Read judgment

The Southern African Development Community, having caved in to pressure from Zimbabwe’s former president, Robert Mugabe, to close down its Windhoek-based tribunal, has now been forced to face up to some of the financial and reputational consequences.

A senior staffer of the now-defunct SADC Tribunal, Judge Charles Mkandawire, litigated against SADC, claiming that his second contract with the tribunal was unlawfully terminated and that he should be paid compensation.

The SADC Administrative Tribunal (SADCAT) heard Judge Mkandawire’s claim last year and found in his favour. SADC appealed, however, and that appeal has now been finalised, with SADCAT’s appeals panel once again finding in favour of Judge Mkandawire.

Demise

Judge Mkandawire was the SADC Tribunal’s first registrar and he had a four-year contract, due to end on 30 November 2012. He applied for his contract to be renewed and was informed that it was approved for a further four years.

However, he was told some time later that his contract would only last until ‘the completion of the review of the role of the SADC Tribunal’. This was a reference to the ‘review’ that led to the demise of the tribunal at the prompting of Mugabe, apparently outraged at the decisions of the tribunal on Zimbabwe’s land seizures.

Despite the objections of Judge Mkandawire, he was ultimately given three months’ notice. His objections to the way he had been treated eventually led to a hearing before SADCAT which found that his contract had indeed been unlawfully terminated.

Mediation

In its decision last year, SADCAT ordered that, by way of compensation, he should be paid the amount agreed during an earlier attempt at mediation, less the judge’s earnings once he returned to Malawi after the original tribunal was closed. SADCAT also ordered that he should be paid interest of 10% from 30 November 2016.

SADC appealed to a SADCAT appeal panel of three judges and the matter was argued in March.

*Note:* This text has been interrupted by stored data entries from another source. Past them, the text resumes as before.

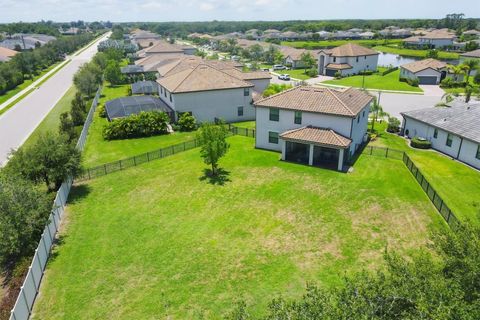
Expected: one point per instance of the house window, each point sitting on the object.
(274, 114)
(298, 117)
(273, 137)
(449, 140)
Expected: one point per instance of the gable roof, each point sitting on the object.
(350, 50)
(202, 77)
(342, 102)
(417, 66)
(322, 136)
(460, 119)
(472, 54)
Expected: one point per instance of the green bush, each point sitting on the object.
(420, 143)
(312, 72)
(187, 122)
(144, 124)
(393, 125)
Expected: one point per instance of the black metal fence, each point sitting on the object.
(122, 164)
(437, 201)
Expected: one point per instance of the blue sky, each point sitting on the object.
(205, 10)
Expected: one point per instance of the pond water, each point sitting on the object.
(386, 59)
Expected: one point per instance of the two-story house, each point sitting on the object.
(313, 125)
(347, 59)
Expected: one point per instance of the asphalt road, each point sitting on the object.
(20, 121)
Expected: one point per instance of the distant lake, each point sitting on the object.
(386, 59)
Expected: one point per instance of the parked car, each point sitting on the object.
(279, 67)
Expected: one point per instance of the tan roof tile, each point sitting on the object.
(417, 66)
(202, 77)
(315, 135)
(350, 50)
(343, 102)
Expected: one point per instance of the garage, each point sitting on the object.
(427, 79)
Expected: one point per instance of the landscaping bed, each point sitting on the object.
(161, 240)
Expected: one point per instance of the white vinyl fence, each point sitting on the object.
(28, 292)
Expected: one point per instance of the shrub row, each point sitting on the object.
(144, 124)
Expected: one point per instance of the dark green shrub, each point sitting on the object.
(420, 143)
(144, 124)
(393, 125)
(187, 122)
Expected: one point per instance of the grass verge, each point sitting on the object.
(163, 241)
(376, 81)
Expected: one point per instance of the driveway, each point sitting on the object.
(18, 123)
(432, 90)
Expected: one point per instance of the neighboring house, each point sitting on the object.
(434, 39)
(454, 131)
(144, 87)
(208, 94)
(123, 107)
(293, 56)
(6, 54)
(428, 71)
(313, 125)
(347, 59)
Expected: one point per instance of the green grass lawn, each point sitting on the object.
(99, 151)
(376, 81)
(457, 184)
(161, 241)
(52, 121)
(26, 83)
(335, 43)
(415, 52)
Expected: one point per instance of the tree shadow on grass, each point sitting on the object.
(220, 178)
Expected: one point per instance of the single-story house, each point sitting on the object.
(123, 107)
(454, 131)
(313, 125)
(208, 94)
(293, 56)
(434, 39)
(427, 71)
(144, 87)
(347, 59)
(6, 54)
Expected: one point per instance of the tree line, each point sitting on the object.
(27, 64)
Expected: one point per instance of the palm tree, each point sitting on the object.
(471, 64)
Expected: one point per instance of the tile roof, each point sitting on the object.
(472, 54)
(417, 66)
(343, 102)
(460, 119)
(338, 66)
(315, 135)
(350, 50)
(202, 77)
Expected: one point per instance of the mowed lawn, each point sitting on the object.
(455, 182)
(376, 81)
(159, 241)
(99, 151)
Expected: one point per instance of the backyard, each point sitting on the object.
(455, 182)
(389, 81)
(99, 151)
(163, 241)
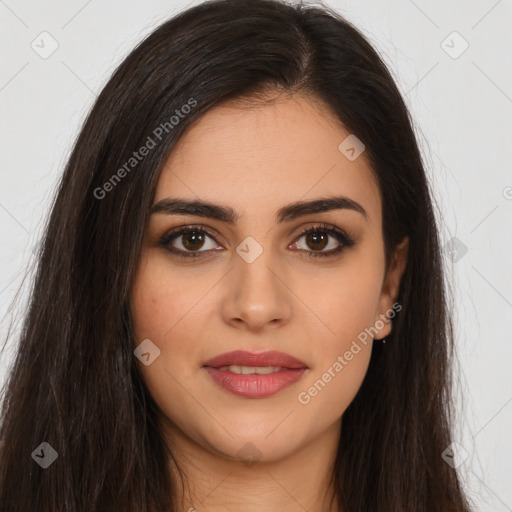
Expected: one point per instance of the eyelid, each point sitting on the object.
(345, 242)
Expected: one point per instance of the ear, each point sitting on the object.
(390, 288)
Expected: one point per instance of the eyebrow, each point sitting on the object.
(226, 214)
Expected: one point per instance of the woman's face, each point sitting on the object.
(252, 286)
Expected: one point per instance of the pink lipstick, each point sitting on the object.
(254, 375)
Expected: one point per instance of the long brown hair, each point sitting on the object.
(74, 382)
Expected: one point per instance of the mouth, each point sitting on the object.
(255, 375)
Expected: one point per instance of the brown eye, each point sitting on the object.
(193, 240)
(317, 240)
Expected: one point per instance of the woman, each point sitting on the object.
(239, 303)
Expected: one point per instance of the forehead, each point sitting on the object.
(260, 158)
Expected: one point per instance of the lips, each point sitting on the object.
(243, 358)
(275, 371)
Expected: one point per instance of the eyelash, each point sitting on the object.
(344, 240)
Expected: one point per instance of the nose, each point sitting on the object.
(258, 295)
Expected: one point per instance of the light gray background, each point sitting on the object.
(462, 109)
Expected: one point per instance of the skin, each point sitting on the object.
(256, 161)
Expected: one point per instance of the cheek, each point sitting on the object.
(347, 308)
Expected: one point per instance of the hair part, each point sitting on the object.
(75, 383)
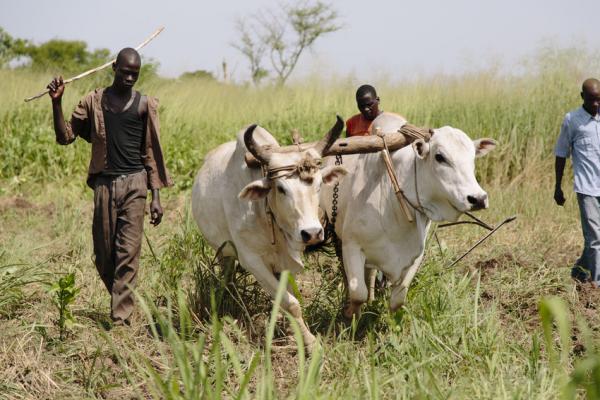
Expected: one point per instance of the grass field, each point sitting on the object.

The appeal panel’s presiding officer, Judge Mbutfo Mamba of Eswatini, noted that SADC only decided more than a year into the (second) contract, that the contract ‘should be considered as having been extended until the completion of the review of the role of the SADC Tribunal’. Judge Mamba said the words used here were ‘telling’ and suggested a new stance or position.

‘Unmitigated breach’

‘That was tantamount to a unilateral imposition of a new contract …. In effect, Council said: “We accept that your contract was renewed for four years, but we shall not honour it but rather we shall treat or view it as having been extended for the duration of the relevant review.”

‘That is a clear and unmitigated breach of contract and is impermissible and unlawful,’ Judge Mamba said.   

Another issue argued by SADC’s legal team was that Judge Mkandawire had ‘rendered himself redundant by declining to be redeployed to the secretariat’.

Skills

On this argument Judge Mamba, wrote: ‘I intend no disrespect to counsel if I do not spend as much time and space [on] this point as he did. The short answer … is that there was no post that was ever offered to [Mkandawire] at the secretariat. Therefore, there was nothing for him to decline. … Perforce, this point must fail’.

A second member of the appeal panel, Zambian judge Fulgency Chisanga, said that she agreed with the outcome, but that she reached it on different grounds. Among other issues, she also touched on the question of the ‘offer of deployment’ made to Judge Mkandawire and his refusal of the offer ‘considering his profile and qualifications’.

‘He cannot be faulted for this decision,’ wrote Judge Chisanga, ‘because the offer was vague’ and did not comply with the terms identified before mediation. She also pointed out that an international organisation was obliged to do its ‘utmost’ to find a post that matched the skills and level of responsibility of an official faced with redundancy.

Obligation

In this case, SADC had failed to show that it did its ‘utmost’ to find alternative suitable employment for Judge Mkandawire. Whenever such an organisation restructured its institutions ‘it bears an obligation to observe the rights and safeguards of its staff’, she noted. ‘Also, SADC bore a duty of care to [Judge Mkandawire] and was required to act in good faith in proposing to reassign him. This it did not do.’ She thus found SADC’s argument that Judge Mkandawire had ‘rendered himself redundant’, was ‘unsustainable’.

The third member of the appeal panel, Judge Pedro Sinai Nhatitima of Mozambique’s supreme court, agreed that the appeal should be dismissed.

Media in Malawi quote local labour law experts commenting on the outcome: ‘It teaches SADC to respect the terms and regulations governing employment between SADC and its employees.’